Feeding organic products to the Walmart beast is an interesting paradox. In the traditional sense, organic food is grown and sold locally with rapt attention given to quality. To meet the demands of a huge buyer like Walmart, you need to have an industrialized system of production.
This is the line in the sand between little, traditional organic and big, industrial organic. There is a substantial difference, and it’s one that many real food-ists care about.
For example, Vin Miller over at Natural Bias recently wrote a piece about Walmart “degrading the quality or organic food”. Miller reasons that Walmart’s size gives them tremendous economy-of-scale leverage over producers, forcing organic manufacturers to accept the lowest possible fee for their goods and in turn encouraging those manufacturers to cut corners within their own shop.

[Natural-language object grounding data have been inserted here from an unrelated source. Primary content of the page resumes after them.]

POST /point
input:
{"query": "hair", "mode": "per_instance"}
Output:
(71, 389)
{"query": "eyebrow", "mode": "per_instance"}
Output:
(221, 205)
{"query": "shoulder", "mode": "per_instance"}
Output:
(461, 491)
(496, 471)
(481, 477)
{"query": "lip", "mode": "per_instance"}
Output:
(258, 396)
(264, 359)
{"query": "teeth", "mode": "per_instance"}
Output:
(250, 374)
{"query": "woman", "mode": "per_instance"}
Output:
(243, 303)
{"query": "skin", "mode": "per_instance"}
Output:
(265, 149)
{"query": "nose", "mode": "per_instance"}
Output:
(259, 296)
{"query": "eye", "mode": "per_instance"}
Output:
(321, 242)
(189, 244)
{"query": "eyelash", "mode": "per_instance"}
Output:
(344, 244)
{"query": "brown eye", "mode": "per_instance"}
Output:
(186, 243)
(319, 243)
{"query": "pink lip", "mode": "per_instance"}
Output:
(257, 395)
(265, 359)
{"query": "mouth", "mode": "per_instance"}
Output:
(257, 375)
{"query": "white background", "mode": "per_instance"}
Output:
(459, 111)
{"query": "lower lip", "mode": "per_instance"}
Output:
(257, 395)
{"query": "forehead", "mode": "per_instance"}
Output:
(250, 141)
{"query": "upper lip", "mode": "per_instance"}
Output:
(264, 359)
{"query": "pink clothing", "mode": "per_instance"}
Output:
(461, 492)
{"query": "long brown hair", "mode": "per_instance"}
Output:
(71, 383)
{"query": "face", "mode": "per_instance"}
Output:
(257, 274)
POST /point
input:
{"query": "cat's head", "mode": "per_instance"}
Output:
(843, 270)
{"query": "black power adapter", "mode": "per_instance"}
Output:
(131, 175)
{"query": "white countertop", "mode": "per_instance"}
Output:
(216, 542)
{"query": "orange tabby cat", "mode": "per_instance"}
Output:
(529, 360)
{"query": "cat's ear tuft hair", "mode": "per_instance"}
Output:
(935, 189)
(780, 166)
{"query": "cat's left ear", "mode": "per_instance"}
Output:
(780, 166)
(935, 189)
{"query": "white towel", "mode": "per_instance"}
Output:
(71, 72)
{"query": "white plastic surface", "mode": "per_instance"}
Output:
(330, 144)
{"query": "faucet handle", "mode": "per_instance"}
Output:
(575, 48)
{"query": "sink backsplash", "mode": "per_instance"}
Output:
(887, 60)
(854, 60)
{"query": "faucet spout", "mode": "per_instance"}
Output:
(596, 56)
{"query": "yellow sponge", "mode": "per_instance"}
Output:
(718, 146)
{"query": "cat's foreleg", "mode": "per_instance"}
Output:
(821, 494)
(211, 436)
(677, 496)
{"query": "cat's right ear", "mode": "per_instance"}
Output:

Miller’s advice is that if you’re going to buy organic, don’t do it at Walmart (or, presumably, any other large retail shop).
While I think Miller makes a strong argument, I don’t believe the fault lies in the business practice of Walmart. Rather, this problem is endemic of industrial food production as a whole. Market logic is at odds with the philosophy of traditional, organic food production and there really can be no resolution between the two.
As long as the rules favor large companies like Walmart, there will be a need for industrialized food production.
But as consumers, we can still make wise decisions with our food dollar (I spend most of mine at farmer’s markets and food cooperatives).